I have the following function
C=15
S=seq(0,12,.1)
pA=1
pS=0.5
A <- function(S) (C/pA)-(pA/pS)*S
plot (S, A(S), type="l", col="red", ylim=c(0,15), xlim=c(0,15), xlab="S", ylab="A")
text(8, 11.5, "Function", col = "red", cex=.9)
text(11, 10.2, expression(A==frac(C,p[S])-frac(p[A],p[S])%.%S), cex=.9, col = "red")
grid()
How can I scale the axis so that I can "zoom out" a bit. I am looking for a function similar to ylim but where I could say: ylim=c(0,15, by=1).

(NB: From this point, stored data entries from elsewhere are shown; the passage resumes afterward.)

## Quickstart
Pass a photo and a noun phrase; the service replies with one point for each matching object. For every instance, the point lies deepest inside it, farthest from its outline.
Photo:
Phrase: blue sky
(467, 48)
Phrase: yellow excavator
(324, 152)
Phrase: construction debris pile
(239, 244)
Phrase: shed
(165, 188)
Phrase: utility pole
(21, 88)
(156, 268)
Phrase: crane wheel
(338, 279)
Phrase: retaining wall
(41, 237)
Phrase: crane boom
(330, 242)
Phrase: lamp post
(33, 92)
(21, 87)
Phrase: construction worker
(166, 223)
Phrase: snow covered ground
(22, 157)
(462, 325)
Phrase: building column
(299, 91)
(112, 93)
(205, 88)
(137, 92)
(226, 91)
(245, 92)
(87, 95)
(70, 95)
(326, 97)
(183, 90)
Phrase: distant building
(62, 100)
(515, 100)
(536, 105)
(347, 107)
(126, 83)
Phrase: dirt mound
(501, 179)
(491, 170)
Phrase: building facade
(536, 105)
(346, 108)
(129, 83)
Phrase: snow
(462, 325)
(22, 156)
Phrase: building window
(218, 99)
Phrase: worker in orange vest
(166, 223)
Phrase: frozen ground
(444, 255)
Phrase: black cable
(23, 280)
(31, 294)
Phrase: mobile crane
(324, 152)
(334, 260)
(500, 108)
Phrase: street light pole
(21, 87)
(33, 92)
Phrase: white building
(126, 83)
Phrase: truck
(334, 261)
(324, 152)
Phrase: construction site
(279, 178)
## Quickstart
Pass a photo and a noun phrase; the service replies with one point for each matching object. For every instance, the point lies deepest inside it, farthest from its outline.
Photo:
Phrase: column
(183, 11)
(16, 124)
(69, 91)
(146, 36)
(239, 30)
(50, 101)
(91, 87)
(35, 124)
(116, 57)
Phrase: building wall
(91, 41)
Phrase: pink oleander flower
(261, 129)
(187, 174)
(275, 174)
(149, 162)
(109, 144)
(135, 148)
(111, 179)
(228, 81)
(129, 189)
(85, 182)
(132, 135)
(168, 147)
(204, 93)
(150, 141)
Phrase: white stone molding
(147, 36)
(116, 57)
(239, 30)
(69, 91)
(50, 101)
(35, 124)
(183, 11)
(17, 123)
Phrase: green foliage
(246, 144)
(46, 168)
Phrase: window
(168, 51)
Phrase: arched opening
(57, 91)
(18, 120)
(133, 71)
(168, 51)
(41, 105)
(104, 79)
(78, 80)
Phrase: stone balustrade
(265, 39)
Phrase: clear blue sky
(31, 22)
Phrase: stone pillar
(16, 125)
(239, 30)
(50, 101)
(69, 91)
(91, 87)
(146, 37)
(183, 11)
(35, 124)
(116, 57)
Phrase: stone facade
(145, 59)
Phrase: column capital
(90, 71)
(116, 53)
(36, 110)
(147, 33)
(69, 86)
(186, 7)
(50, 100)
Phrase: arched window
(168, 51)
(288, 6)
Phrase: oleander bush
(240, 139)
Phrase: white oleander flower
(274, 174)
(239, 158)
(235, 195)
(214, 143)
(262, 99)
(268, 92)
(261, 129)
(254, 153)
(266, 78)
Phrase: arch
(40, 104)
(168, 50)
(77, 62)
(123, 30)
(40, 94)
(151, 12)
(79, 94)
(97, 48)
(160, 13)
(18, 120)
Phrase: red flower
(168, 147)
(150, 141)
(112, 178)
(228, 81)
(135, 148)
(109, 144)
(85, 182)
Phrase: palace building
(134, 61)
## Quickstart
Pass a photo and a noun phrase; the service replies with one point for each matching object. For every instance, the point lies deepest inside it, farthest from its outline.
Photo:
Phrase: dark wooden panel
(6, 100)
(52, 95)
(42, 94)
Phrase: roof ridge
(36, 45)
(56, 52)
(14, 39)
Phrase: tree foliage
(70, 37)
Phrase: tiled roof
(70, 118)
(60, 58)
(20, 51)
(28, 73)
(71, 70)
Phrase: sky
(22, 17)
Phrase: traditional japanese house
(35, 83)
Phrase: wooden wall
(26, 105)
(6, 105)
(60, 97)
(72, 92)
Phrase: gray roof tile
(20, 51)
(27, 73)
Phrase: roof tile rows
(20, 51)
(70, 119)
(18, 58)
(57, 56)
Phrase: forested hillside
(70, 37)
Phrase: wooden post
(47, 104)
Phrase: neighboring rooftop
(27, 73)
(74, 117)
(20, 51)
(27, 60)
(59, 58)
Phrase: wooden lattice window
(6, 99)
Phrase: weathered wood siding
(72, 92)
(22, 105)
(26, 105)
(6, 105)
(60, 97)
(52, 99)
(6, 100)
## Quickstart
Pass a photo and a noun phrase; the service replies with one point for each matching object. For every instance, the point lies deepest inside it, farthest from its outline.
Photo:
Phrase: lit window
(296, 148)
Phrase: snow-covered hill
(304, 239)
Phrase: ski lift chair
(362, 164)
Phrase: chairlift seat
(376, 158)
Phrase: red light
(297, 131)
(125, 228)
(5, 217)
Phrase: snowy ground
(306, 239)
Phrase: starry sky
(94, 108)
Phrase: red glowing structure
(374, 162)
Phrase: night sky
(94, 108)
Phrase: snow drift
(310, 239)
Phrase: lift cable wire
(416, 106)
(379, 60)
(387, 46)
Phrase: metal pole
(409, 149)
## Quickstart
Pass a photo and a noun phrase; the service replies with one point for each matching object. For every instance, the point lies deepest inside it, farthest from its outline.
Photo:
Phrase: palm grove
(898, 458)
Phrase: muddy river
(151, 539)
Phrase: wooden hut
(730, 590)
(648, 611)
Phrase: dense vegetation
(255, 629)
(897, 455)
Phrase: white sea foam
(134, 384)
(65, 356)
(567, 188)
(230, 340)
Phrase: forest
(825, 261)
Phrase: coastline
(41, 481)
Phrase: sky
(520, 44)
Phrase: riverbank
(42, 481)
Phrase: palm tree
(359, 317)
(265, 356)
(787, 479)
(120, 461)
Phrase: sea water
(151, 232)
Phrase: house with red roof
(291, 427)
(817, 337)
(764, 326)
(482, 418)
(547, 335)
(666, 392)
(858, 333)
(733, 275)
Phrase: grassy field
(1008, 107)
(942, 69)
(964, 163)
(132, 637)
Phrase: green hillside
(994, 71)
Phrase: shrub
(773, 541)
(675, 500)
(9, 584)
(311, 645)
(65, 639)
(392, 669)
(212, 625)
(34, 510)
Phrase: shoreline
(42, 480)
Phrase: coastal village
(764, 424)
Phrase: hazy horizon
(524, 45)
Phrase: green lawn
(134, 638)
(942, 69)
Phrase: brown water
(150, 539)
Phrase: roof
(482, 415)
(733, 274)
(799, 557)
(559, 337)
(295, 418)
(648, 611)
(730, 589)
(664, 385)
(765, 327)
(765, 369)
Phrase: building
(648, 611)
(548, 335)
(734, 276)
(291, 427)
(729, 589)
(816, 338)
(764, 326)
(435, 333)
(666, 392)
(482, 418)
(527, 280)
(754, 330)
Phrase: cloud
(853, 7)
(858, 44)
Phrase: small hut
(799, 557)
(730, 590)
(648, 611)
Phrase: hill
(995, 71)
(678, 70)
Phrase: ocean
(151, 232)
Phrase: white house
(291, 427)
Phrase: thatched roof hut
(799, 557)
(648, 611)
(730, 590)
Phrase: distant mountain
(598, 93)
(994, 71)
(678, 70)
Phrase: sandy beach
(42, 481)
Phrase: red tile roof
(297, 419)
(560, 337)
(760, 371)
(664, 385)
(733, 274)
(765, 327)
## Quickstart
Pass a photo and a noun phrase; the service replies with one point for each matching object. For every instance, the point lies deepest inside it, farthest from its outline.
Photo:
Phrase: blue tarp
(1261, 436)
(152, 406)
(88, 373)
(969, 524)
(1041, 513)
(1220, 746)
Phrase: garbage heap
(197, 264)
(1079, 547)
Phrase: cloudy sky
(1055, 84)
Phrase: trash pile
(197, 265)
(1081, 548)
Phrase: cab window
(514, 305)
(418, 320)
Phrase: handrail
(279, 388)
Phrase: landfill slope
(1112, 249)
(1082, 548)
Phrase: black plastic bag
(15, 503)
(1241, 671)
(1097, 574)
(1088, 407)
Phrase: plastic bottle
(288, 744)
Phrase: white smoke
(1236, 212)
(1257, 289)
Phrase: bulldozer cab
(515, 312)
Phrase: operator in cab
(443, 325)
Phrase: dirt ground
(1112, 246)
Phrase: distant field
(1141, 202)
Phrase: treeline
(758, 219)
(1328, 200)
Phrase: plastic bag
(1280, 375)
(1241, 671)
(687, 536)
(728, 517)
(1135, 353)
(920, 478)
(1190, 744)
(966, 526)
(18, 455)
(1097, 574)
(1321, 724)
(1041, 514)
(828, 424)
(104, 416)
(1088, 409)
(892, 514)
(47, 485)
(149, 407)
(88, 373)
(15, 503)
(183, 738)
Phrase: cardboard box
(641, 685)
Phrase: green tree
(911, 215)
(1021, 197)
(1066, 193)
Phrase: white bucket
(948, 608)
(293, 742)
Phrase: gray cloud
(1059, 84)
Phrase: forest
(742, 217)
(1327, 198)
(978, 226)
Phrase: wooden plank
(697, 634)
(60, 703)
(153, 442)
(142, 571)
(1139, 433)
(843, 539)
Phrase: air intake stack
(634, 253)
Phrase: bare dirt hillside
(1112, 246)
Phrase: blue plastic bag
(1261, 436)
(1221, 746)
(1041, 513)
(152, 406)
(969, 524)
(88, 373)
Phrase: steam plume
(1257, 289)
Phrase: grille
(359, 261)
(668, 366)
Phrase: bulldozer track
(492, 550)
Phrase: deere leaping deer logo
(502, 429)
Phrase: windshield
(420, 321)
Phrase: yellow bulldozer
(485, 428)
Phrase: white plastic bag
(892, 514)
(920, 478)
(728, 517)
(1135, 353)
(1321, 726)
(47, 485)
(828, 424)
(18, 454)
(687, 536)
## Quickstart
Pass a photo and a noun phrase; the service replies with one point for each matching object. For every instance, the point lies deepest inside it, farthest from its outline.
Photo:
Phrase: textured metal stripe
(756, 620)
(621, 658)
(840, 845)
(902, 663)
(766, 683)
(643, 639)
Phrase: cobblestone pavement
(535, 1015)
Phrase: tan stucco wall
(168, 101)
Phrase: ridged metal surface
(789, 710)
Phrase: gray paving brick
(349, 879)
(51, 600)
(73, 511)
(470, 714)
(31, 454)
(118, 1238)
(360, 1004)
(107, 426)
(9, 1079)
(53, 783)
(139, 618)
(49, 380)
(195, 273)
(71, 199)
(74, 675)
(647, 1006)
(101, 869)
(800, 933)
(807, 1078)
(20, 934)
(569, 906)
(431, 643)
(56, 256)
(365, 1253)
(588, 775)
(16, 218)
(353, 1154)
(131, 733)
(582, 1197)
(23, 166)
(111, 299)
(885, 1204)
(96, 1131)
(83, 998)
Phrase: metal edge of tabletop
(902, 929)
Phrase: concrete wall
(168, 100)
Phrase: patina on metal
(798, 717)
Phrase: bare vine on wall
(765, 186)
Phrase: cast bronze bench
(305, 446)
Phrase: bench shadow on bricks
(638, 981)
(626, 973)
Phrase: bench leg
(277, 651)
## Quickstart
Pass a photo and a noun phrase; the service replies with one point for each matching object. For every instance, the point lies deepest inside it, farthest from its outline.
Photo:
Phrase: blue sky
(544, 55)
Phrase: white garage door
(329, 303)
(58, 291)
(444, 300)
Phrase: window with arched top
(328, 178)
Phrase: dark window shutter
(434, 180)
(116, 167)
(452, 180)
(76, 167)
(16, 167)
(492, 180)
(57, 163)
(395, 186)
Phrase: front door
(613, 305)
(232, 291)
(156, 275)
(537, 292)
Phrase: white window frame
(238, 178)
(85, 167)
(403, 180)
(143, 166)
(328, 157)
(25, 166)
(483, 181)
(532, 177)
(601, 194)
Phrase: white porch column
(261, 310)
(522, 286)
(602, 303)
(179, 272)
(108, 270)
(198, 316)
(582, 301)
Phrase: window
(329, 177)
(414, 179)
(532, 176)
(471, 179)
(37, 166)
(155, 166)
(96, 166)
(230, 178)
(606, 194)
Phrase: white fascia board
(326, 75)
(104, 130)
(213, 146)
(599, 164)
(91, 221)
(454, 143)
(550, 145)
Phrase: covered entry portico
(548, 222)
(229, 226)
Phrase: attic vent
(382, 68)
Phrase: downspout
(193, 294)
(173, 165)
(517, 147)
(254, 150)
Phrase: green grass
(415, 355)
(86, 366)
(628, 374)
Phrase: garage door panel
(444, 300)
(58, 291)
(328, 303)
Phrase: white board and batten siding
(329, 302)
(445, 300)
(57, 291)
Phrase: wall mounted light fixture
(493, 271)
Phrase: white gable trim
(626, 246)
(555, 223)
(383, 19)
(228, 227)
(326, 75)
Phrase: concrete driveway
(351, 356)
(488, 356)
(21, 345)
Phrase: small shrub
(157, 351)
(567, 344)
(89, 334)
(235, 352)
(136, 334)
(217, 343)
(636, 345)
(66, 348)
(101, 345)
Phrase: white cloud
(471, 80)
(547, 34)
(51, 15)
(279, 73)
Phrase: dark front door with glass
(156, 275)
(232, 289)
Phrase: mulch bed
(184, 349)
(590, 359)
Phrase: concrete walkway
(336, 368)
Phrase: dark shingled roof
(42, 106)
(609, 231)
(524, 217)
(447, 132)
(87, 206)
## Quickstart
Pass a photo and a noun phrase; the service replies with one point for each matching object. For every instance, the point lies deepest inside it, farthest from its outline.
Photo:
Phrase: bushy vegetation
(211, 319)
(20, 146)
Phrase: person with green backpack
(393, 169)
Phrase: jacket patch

It seems your "zoom out" is meant for the grid lines, not for the axis or anything. I'll keep the previous answer below, but this should address it, I think.
# no change yet
plot (S, A(S), type="l", col="red", ylim=c(0,15), xlim=c(0,15), xlab="S", ylab="A")
text(8, 11.5, "Function", col = "red", cex=.9)
text(11, 10.2, expression(A==frac(C,p[S])-frac(p[A],p[S])%.%S), cex=.9, col = "red")
# no call to grid, since we want to control it a little more precisely
abline(h = seq(0, 15), col = "lightgray", lty = "dotted", lwd = par("lwd"))
abline(v = seq(0, 15, by = 5), col = "lightgray", lty = "dotted", lwd = par("lwd"))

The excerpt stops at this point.